Now you know what I do before a run, what about during and after?
This is new to me to replenish during my run. I am learning about this cause running for 2.5 hours straight is going to take plenty away from my muscles and I need my endurance to stay up. I am trying out different sports gels. I call them gel shots. These are little packages filled with gel and in the gel is a hefty dose of carbs, salts, and minerals (some have protein) to replenish your muscles and yet fit conveniently in your pocket. Some gels come with caffeine, but I am not trying those cause caff cuts my energy instead of giving me pep. I have used a couple now, and I can tell the difference after my run. My muscles are not screaming quite so loud. I took the gel 30min prior to my run with about 4-6oz of water. The first time there was more gel than it looked like could fit in the pkg, and at the end there was some forceful swallowing. I guess my mind then realized the delightful caramel flavor was not so delightful.
So for the marathon I will plan to do a gel shot 30min prior, and 2 during. One shot after every 45 min.
I am finding that the citrus flavors of the gel, GU brand, are the best for me while running. The citrus flavors, lemon, orange, etc, don't taste like a wad of sugar forced down my throat. And this brand seems to work best for me on my long runs.
What I do post run:
Stretch, stretch, stretch. This is so important for me. Keep those muscles loose!

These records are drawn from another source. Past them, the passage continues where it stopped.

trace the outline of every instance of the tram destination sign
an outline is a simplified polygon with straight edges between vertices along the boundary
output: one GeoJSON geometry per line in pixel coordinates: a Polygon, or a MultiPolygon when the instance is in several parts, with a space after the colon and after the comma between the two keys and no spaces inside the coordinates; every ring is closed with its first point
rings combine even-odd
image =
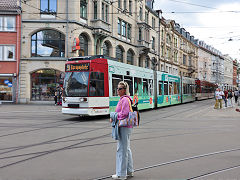
{"type": "Polygon", "coordinates": [[[65,72],[69,71],[89,71],[89,63],[66,64],[65,72]]]}

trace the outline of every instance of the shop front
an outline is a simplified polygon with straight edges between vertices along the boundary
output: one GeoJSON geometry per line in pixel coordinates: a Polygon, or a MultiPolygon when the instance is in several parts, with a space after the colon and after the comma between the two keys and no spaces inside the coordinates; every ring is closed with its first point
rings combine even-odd
{"type": "Polygon", "coordinates": [[[31,101],[54,101],[54,94],[62,86],[64,73],[41,69],[31,73],[31,101]]]}
{"type": "Polygon", "coordinates": [[[10,74],[0,74],[0,102],[14,101],[14,77],[10,74]]]}

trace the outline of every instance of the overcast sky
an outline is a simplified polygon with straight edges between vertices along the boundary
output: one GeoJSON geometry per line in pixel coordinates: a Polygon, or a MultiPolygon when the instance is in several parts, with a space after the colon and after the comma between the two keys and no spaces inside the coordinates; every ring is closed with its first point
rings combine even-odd
{"type": "Polygon", "coordinates": [[[196,39],[240,60],[240,0],[155,0],[154,9],[196,39]]]}

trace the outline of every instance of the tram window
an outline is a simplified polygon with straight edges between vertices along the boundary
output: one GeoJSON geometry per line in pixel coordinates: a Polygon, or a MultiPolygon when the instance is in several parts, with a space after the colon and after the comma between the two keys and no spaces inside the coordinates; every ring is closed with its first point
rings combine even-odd
{"type": "Polygon", "coordinates": [[[134,78],[134,95],[141,96],[142,95],[142,79],[134,78]]]}
{"type": "Polygon", "coordinates": [[[158,89],[159,89],[159,91],[158,91],[158,95],[163,95],[163,92],[162,92],[162,89],[163,89],[163,81],[159,81],[158,82],[158,89]]]}
{"type": "Polygon", "coordinates": [[[128,83],[130,96],[132,96],[132,95],[133,95],[133,82],[132,82],[132,77],[130,77],[130,76],[124,76],[124,81],[128,83]]]}
{"type": "Polygon", "coordinates": [[[152,96],[153,95],[153,80],[149,79],[149,83],[148,83],[148,90],[149,90],[149,95],[152,96]]]}
{"type": "Polygon", "coordinates": [[[148,96],[148,80],[143,79],[143,95],[148,96]]]}
{"type": "Polygon", "coordinates": [[[123,77],[121,75],[112,75],[112,96],[118,96],[117,95],[117,87],[118,83],[123,80],[123,77]]]}
{"type": "Polygon", "coordinates": [[[104,96],[104,73],[91,72],[89,96],[104,96]]]}
{"type": "Polygon", "coordinates": [[[174,82],[173,87],[174,87],[174,94],[178,94],[179,83],[174,82]]]}
{"type": "Polygon", "coordinates": [[[164,95],[168,95],[168,82],[164,81],[164,95]]]}
{"type": "Polygon", "coordinates": [[[169,95],[173,94],[172,82],[169,82],[169,95]]]}

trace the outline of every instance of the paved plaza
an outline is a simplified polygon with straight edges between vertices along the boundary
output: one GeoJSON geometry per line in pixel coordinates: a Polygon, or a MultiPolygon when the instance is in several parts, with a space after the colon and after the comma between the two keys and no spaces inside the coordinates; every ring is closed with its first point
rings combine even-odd
{"type": "MultiPolygon", "coordinates": [[[[141,112],[129,179],[240,179],[240,113],[213,106],[210,99],[141,112]]],[[[108,120],[62,115],[53,105],[0,105],[0,180],[111,179],[108,120]]]]}

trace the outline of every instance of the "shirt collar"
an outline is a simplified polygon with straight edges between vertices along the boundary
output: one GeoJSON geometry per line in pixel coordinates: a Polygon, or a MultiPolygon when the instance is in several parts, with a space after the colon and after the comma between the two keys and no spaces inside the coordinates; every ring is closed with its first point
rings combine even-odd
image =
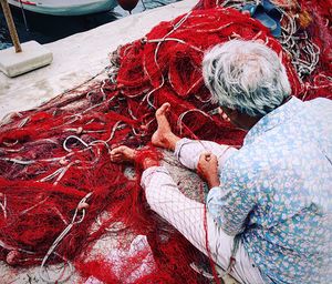
{"type": "Polygon", "coordinates": [[[292,97],[287,103],[280,105],[276,110],[271,111],[263,118],[261,118],[247,133],[245,138],[245,145],[250,144],[256,138],[262,133],[282,124],[295,113],[299,113],[303,108],[303,102],[295,97],[292,97]]]}

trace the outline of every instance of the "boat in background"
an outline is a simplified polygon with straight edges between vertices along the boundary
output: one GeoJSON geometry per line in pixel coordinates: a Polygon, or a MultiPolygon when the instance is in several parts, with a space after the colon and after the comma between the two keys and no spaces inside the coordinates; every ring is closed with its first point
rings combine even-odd
{"type": "Polygon", "coordinates": [[[53,16],[82,16],[105,12],[117,6],[116,0],[8,0],[27,11],[53,16]]]}

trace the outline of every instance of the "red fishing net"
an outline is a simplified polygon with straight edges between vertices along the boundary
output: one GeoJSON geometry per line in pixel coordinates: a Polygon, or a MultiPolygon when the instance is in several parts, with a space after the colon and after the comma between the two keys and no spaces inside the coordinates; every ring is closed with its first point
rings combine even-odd
{"type": "MultiPolygon", "coordinates": [[[[155,110],[164,102],[172,104],[169,121],[177,134],[241,145],[245,133],[212,115],[217,105],[210,103],[201,78],[204,52],[230,39],[261,39],[276,50],[294,95],[331,98],[331,13],[323,3],[331,8],[328,1],[288,8],[288,16],[301,13],[299,29],[314,44],[312,52],[295,58],[287,49],[287,36],[281,45],[249,16],[203,0],[187,14],[120,47],[107,80],[12,114],[0,130],[0,260],[42,268],[73,263],[83,276],[105,283],[206,281],[190,264],[207,260],[149,211],[139,173],[128,178],[123,165],[111,163],[111,148],[146,145],[156,130],[155,110]],[[313,64],[314,49],[320,57],[313,64]],[[312,70],[305,73],[297,65],[299,59],[313,64],[312,70]],[[146,235],[153,251],[145,262],[148,268],[133,276],[147,250],[121,257],[117,266],[100,256],[87,260],[89,244],[105,233],[121,248],[129,247],[132,236],[146,235]]],[[[286,30],[291,24],[287,19],[286,30]]]]}

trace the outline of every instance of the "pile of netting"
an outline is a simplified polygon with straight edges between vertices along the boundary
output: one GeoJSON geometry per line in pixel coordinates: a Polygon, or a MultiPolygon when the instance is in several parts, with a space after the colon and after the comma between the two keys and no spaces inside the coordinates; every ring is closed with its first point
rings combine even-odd
{"type": "Polygon", "coordinates": [[[279,41],[237,10],[242,2],[200,1],[120,47],[111,55],[107,79],[3,120],[0,260],[40,265],[45,281],[45,267],[56,263],[105,283],[205,281],[190,264],[206,260],[149,211],[139,170],[128,178],[123,165],[111,163],[110,151],[117,144],[146,146],[156,130],[155,110],[164,102],[172,104],[169,121],[178,135],[240,146],[245,133],[214,115],[218,105],[210,102],[201,77],[204,52],[231,39],[262,40],[276,50],[294,95],[331,98],[328,1],[274,1],[283,13],[279,41]],[[87,261],[90,244],[105,233],[114,234],[122,248],[129,246],[129,235],[146,235],[153,251],[148,270],[131,277],[147,260],[144,250],[123,257],[116,272],[110,260],[87,261]]]}

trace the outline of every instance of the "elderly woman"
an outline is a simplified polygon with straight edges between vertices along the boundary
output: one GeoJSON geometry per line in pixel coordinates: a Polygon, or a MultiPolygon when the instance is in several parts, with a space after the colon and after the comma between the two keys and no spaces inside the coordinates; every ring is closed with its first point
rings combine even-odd
{"type": "MultiPolygon", "coordinates": [[[[292,98],[280,59],[259,42],[217,45],[203,70],[222,116],[248,130],[243,146],[176,136],[165,103],[152,142],[207,181],[207,226],[205,204],[146,159],[151,207],[206,254],[207,227],[214,261],[241,283],[331,283],[332,102],[292,98]]],[[[135,155],[126,146],[111,153],[115,162],[135,155]]]]}

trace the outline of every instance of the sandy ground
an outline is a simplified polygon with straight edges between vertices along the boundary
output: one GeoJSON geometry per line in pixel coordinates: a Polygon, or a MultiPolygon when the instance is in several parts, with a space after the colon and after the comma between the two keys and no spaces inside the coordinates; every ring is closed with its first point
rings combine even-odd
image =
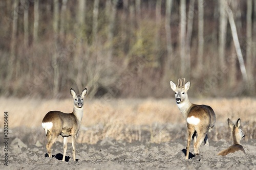
{"type": "MultiPolygon", "coordinates": [[[[186,160],[184,140],[129,143],[106,138],[94,144],[77,143],[76,162],[73,161],[71,143],[69,143],[65,162],[61,161],[63,148],[60,142],[53,146],[52,158],[48,157],[45,143],[37,141],[27,145],[18,138],[9,142],[8,166],[2,161],[1,169],[256,169],[255,139],[242,141],[246,155],[239,151],[226,156],[217,156],[230,142],[210,140],[209,147],[201,145],[200,157],[193,157],[190,154],[190,159],[186,160]]],[[[4,155],[3,142],[0,146],[1,155],[4,155]]],[[[190,152],[194,153],[193,148],[190,152]]]]}
{"type": "Polygon", "coordinates": [[[196,102],[212,106],[217,115],[215,126],[208,134],[209,147],[201,145],[200,157],[193,157],[191,144],[190,159],[185,159],[186,124],[174,100],[92,100],[84,105],[77,161],[73,161],[71,143],[68,143],[66,161],[62,162],[62,138],[52,147],[54,157],[49,158],[40,125],[50,110],[70,111],[72,100],[0,98],[0,108],[8,112],[9,128],[6,152],[3,111],[0,169],[256,169],[256,99],[196,102]],[[234,122],[241,119],[245,135],[241,143],[246,155],[237,152],[217,156],[232,144],[227,118],[234,122]],[[8,166],[4,164],[6,153],[8,166]]]}

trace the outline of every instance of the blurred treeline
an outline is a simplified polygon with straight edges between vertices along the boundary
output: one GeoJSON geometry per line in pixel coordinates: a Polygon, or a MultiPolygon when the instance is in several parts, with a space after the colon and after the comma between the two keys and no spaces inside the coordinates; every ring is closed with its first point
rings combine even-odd
{"type": "Polygon", "coordinates": [[[0,93],[254,95],[256,0],[0,1],[0,93]],[[235,27],[230,26],[234,21],[235,27]]]}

Completed Training Runs for the Half:
Mon - 1 hour
Wed - 1.5 hours
Fri - 1 hour
Sun - 35min
Mon - 70 min
Tues - 1 hour
EXERCISE OF THE WEEK:
I have stopped strength training for the next two weeks. However, unless you are training for a marathon, DONT STOP!
Back to the core, it's my favorite place. You would think I would have washboard abs by now, but I dont. Just goes to show you how hard you have to work to get a flat tummy.
Modified Plank. See demo HERE
Start out holding the pose for 30sec. Then move up your time as you progress.
TIP OF THE WEEK:
Feel like your diet is going nowhere? The pounds are not coming off? Keep a food journal. Write down everything, EVERYTHING, that goes in your mouth. Then review it after 5 days. A handful of M&M's here, crust of the kid's pb&j's, and an extra roll at dinner will add up! This is a great way to help you WAKE UP and take notice to what you are eating. Take it from me......I am notorious for eating 3-4 goldfish at various times throughout the day. Those goldfish can pack a punch if I don't stop NIBBLING and I must make my food calories and nutrition COUNT!!!! Good luck!